Показать больше [+] Меньше [-]Development of a real-time TaqMan PCR assay for the detection of porcine circovirus 4
2022
Chen, Wanting | Jiang, Dike | Xiao, Lü | Zhang, Pengfei | Luo, Yan | Yang, Zexiao | Yao, Xueping | Wang, Yin | Wu, Xulong
Porcine circovirus 4 (PCV4) was first discovered in 2019 in a herd of pigs with porcine respiratory disease, dermatitis and nephropathy syndrome in Hunan Province, China. It has subsequently been detected in other provinces and in South Korea. In consideration of the potential of the virus to cause an epidemic, rapid, sensitive, and specific detection of PCV4 is needed, as is the facilitation of further epidemiological research through elucidation of the whole genome of PCV4. This study had those two aims.

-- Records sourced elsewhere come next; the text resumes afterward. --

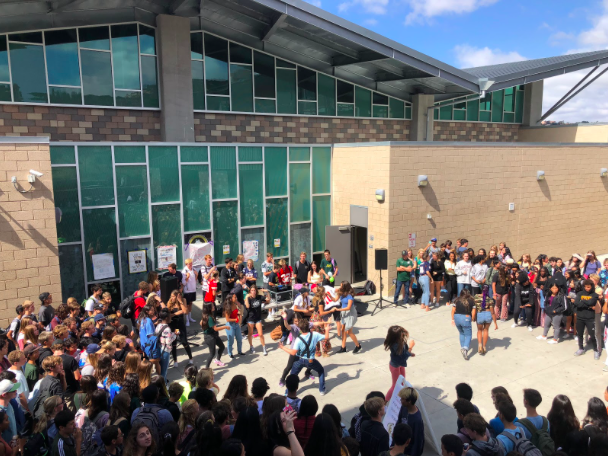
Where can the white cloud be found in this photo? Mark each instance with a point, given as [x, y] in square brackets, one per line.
[427, 9]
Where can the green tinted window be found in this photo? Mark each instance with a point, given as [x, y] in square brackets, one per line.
[321, 217]
[363, 102]
[65, 188]
[27, 67]
[286, 92]
[100, 238]
[327, 95]
[195, 194]
[241, 88]
[193, 154]
[132, 196]
[277, 226]
[96, 177]
[97, 78]
[251, 194]
[223, 172]
[167, 229]
[164, 174]
[129, 154]
[61, 47]
[216, 68]
[299, 192]
[275, 162]
[321, 169]
[63, 155]
[263, 65]
[125, 56]
[225, 230]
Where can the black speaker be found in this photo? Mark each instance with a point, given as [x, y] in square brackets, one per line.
[167, 285]
[381, 259]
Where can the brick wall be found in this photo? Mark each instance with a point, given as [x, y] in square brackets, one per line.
[474, 131]
[290, 129]
[79, 124]
[29, 262]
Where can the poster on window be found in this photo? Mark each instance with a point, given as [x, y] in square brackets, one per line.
[103, 266]
[137, 261]
[166, 255]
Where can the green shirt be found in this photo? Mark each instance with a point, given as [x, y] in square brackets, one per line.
[404, 276]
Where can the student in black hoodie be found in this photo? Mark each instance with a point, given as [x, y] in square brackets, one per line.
[584, 306]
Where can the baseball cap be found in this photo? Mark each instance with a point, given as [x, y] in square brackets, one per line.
[6, 386]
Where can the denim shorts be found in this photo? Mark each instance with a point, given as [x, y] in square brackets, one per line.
[484, 317]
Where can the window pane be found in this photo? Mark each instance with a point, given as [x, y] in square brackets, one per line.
[218, 103]
[99, 237]
[263, 65]
[327, 95]
[164, 174]
[321, 217]
[251, 194]
[195, 194]
[299, 190]
[65, 95]
[277, 226]
[286, 92]
[129, 154]
[239, 54]
[275, 163]
[147, 40]
[71, 271]
[94, 38]
[97, 78]
[321, 169]
[96, 177]
[216, 69]
[225, 230]
[125, 57]
[363, 102]
[124, 98]
[27, 67]
[63, 155]
[223, 172]
[132, 196]
[149, 81]
[167, 230]
[67, 211]
[307, 84]
[193, 154]
[62, 57]
[198, 84]
[241, 88]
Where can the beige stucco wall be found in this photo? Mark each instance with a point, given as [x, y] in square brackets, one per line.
[470, 188]
[29, 263]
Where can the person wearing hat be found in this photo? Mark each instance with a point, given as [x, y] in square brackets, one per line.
[405, 266]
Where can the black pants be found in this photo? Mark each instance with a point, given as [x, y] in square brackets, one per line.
[211, 340]
[179, 323]
[581, 324]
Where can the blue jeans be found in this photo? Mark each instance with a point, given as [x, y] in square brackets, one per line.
[232, 333]
[302, 363]
[398, 286]
[426, 289]
[463, 323]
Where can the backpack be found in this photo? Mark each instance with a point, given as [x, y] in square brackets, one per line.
[522, 445]
[540, 437]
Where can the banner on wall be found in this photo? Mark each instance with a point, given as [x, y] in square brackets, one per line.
[103, 266]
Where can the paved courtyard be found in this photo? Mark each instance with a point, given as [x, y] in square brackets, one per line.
[515, 360]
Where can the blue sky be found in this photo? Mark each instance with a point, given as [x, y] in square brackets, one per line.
[467, 33]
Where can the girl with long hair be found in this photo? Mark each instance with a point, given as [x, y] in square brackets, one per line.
[397, 342]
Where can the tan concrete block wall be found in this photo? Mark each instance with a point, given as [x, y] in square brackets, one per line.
[29, 262]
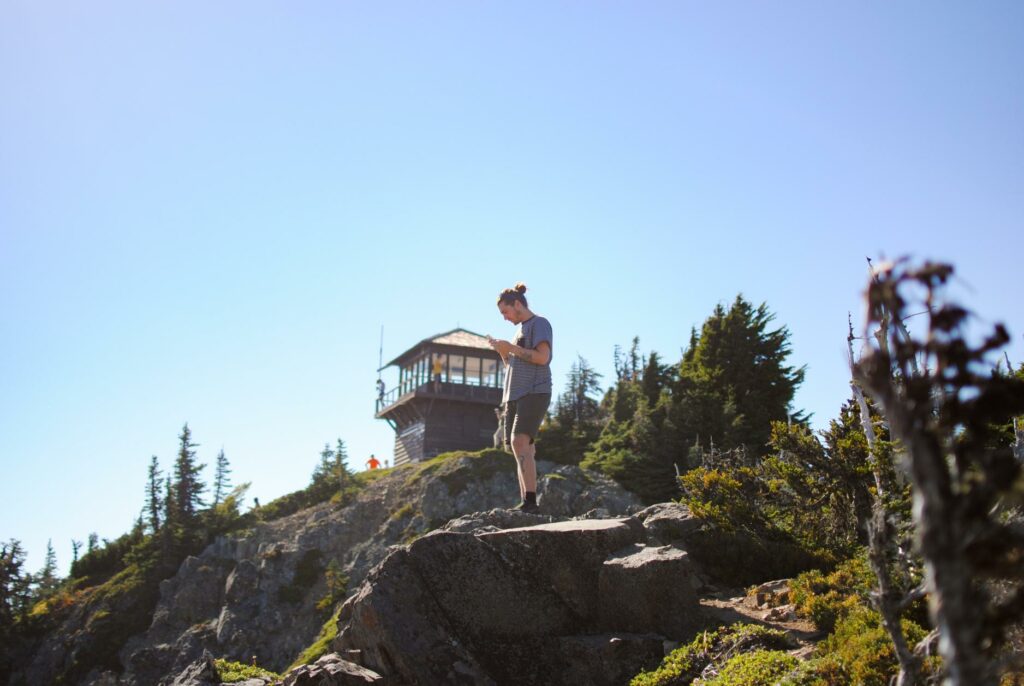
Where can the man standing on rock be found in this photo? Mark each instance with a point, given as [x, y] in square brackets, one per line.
[527, 385]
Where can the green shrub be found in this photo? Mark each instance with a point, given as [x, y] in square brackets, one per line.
[827, 598]
[823, 671]
[231, 672]
[861, 645]
[761, 668]
[684, 665]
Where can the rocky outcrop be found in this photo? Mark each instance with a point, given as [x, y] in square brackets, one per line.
[332, 670]
[503, 597]
[256, 595]
[446, 586]
[567, 602]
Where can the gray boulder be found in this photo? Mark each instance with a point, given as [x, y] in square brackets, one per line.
[730, 558]
[540, 604]
[332, 670]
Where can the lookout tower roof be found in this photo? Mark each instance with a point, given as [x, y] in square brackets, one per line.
[449, 341]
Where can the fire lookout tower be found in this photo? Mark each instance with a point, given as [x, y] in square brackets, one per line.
[450, 411]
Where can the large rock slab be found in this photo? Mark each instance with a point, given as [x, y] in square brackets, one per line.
[526, 605]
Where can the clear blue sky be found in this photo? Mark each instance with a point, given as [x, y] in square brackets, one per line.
[208, 210]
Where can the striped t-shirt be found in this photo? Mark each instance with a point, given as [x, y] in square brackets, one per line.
[522, 378]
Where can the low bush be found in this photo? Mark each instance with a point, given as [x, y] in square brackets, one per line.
[684, 665]
[761, 668]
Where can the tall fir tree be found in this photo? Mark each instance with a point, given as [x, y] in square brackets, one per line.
[47, 580]
[731, 383]
[188, 486]
[221, 481]
[154, 500]
[577, 417]
[14, 585]
[341, 470]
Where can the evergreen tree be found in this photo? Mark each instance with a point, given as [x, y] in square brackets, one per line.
[324, 468]
[14, 585]
[740, 363]
[341, 471]
[731, 383]
[47, 581]
[221, 482]
[154, 501]
[577, 419]
[187, 485]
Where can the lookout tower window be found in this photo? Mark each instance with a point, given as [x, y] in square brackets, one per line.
[473, 371]
[457, 369]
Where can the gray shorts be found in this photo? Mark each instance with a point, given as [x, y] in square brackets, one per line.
[525, 416]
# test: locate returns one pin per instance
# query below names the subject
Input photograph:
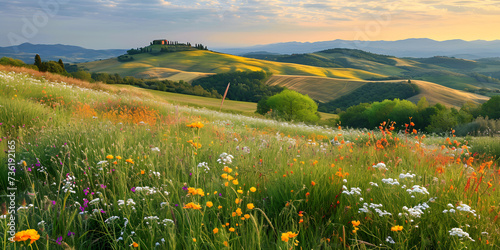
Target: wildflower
(286, 236)
(460, 233)
(192, 205)
(195, 125)
(30, 234)
(238, 211)
(390, 240)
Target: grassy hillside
(327, 89)
(199, 62)
(450, 72)
(107, 167)
(246, 108)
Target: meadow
(107, 167)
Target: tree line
(436, 118)
(371, 92)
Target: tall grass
(308, 180)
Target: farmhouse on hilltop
(161, 42)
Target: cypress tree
(61, 63)
(38, 61)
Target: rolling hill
(413, 47)
(68, 53)
(328, 89)
(326, 76)
(198, 63)
(451, 72)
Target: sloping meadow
(111, 170)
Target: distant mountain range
(415, 47)
(68, 53)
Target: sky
(123, 24)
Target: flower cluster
(30, 234)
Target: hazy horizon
(107, 24)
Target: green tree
(61, 63)
(291, 105)
(491, 108)
(262, 106)
(443, 121)
(422, 104)
(82, 75)
(38, 60)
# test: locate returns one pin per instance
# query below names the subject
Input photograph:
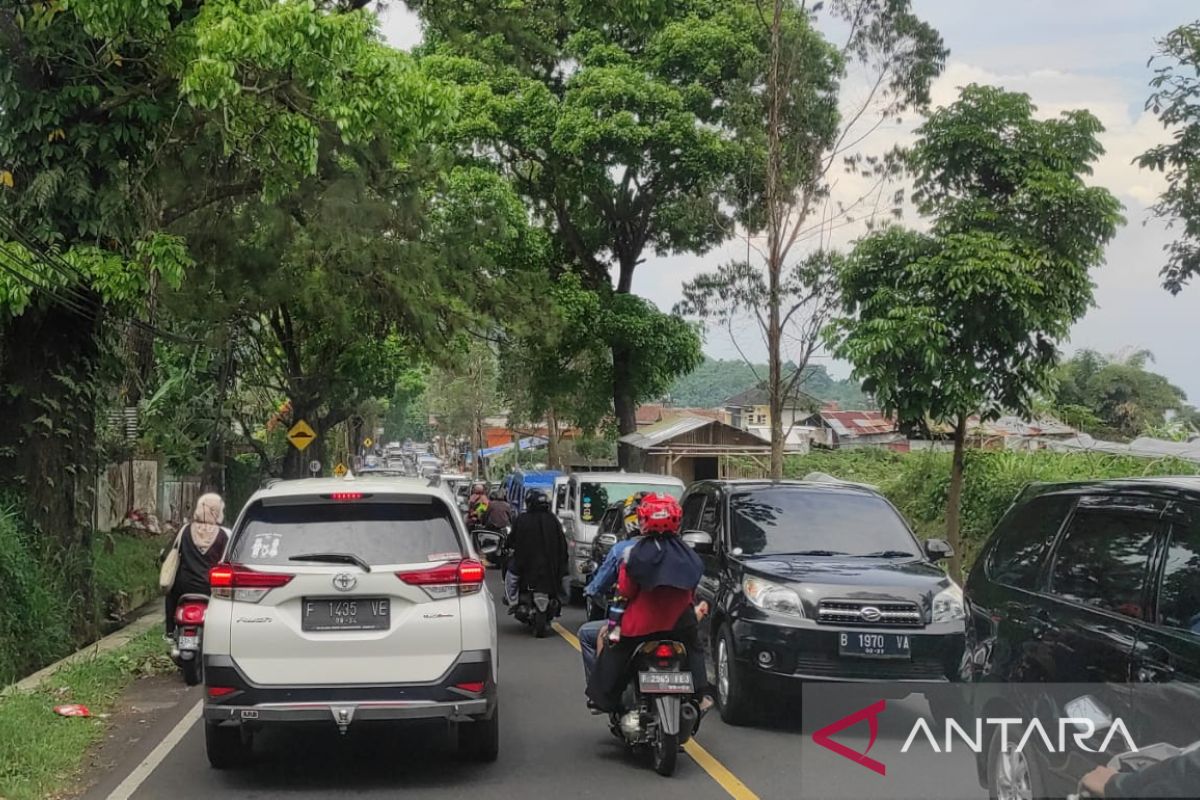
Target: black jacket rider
(539, 551)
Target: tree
(612, 120)
(795, 121)
(966, 318)
(1174, 100)
(461, 396)
(1115, 396)
(121, 119)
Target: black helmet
(537, 500)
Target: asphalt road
(550, 747)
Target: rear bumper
(443, 698)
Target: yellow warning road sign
(301, 435)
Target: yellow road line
(717, 770)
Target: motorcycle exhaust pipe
(688, 719)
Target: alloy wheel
(1013, 777)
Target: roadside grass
(40, 751)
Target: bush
(918, 483)
(35, 607)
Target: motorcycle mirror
(1090, 709)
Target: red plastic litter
(72, 710)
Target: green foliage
(41, 752)
(1173, 98)
(34, 605)
(918, 483)
(718, 379)
(1117, 396)
(967, 316)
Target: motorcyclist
(1171, 777)
(539, 549)
(499, 512)
(658, 577)
(202, 545)
(477, 505)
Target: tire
(193, 671)
(1014, 777)
(733, 687)
(225, 746)
(480, 741)
(665, 752)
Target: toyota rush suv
(817, 581)
(345, 601)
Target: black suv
(1089, 583)
(817, 581)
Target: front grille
(823, 666)
(877, 614)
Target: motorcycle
(659, 710)
(187, 649)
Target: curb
(108, 643)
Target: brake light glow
(474, 686)
(235, 582)
(190, 613)
(451, 579)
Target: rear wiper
(888, 554)
(333, 558)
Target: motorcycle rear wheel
(665, 752)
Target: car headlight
(772, 597)
(948, 605)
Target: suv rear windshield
(377, 533)
(597, 497)
(797, 521)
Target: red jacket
(652, 611)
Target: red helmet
(659, 513)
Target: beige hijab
(207, 521)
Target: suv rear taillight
(451, 579)
(235, 582)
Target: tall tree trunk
(552, 452)
(777, 209)
(954, 501)
(47, 441)
(624, 394)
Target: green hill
(715, 379)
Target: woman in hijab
(202, 545)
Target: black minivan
(1089, 583)
(817, 581)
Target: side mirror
(486, 542)
(937, 549)
(699, 541)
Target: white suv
(343, 601)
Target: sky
(1065, 54)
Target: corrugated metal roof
(664, 431)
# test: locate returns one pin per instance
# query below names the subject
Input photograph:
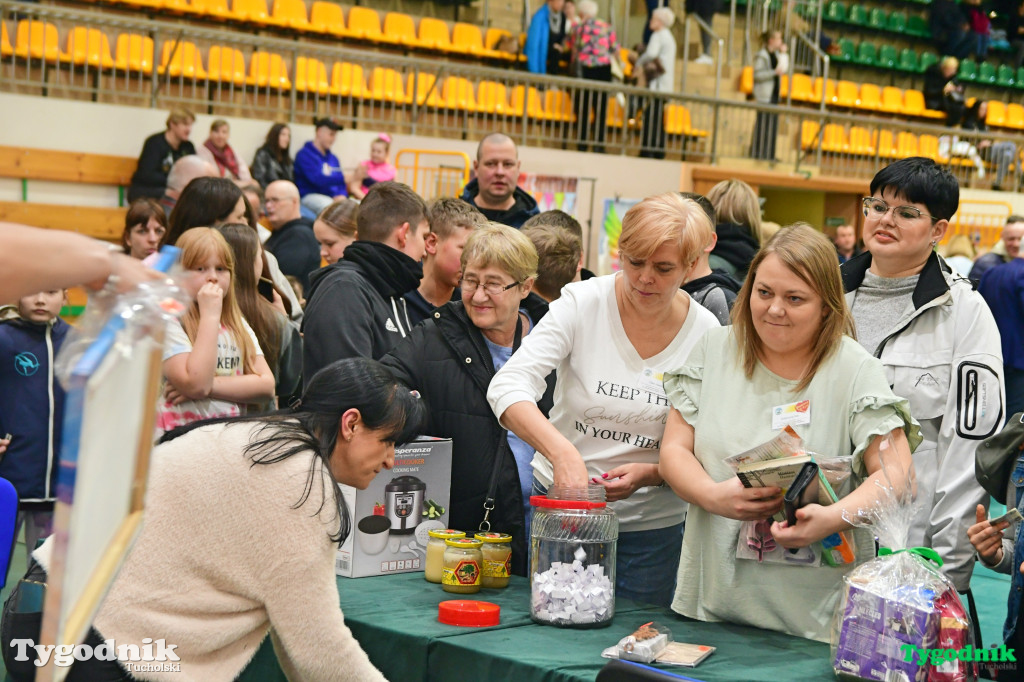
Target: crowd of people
(473, 318)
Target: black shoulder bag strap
(488, 502)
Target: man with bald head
(182, 172)
(495, 190)
(293, 241)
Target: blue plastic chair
(8, 518)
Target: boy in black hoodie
(355, 306)
(32, 408)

Fifty-five blood samples, two pig tissue samples, nine saliva swabs and one semen sample which all originated from Sichuan province pig farms were analysed. The virus’ genome of 1,770 bp was synthesised artificially based on a Chinese reference strain and primers and probes for the ORF2 gene were designed. Then, the amplified target fragment was cloned into the pMD19-T vector and a series of diluted recombinant plasmids were used to generate a standard curve. An optimised real-time TaqMan PCR method was established. The results of this study showed that the established method is specific for PCV4 but not for other viruses, and has amplification efficiency of 99.6%, a regression squared value (R²) of 1.000 and a detection limit of 2.2×10 DNA copies. This method was shown to be analytically specific and sensitive with a low intra- and inter-assay coefficient of variation (<1.67 %). Of a total of 67 clinical samples tested using the established method, three were shown to be positive (4%). This study confirms the existence of PCV4 in Sichuan and provides a promising alternative tool for rapid detection of PCV4.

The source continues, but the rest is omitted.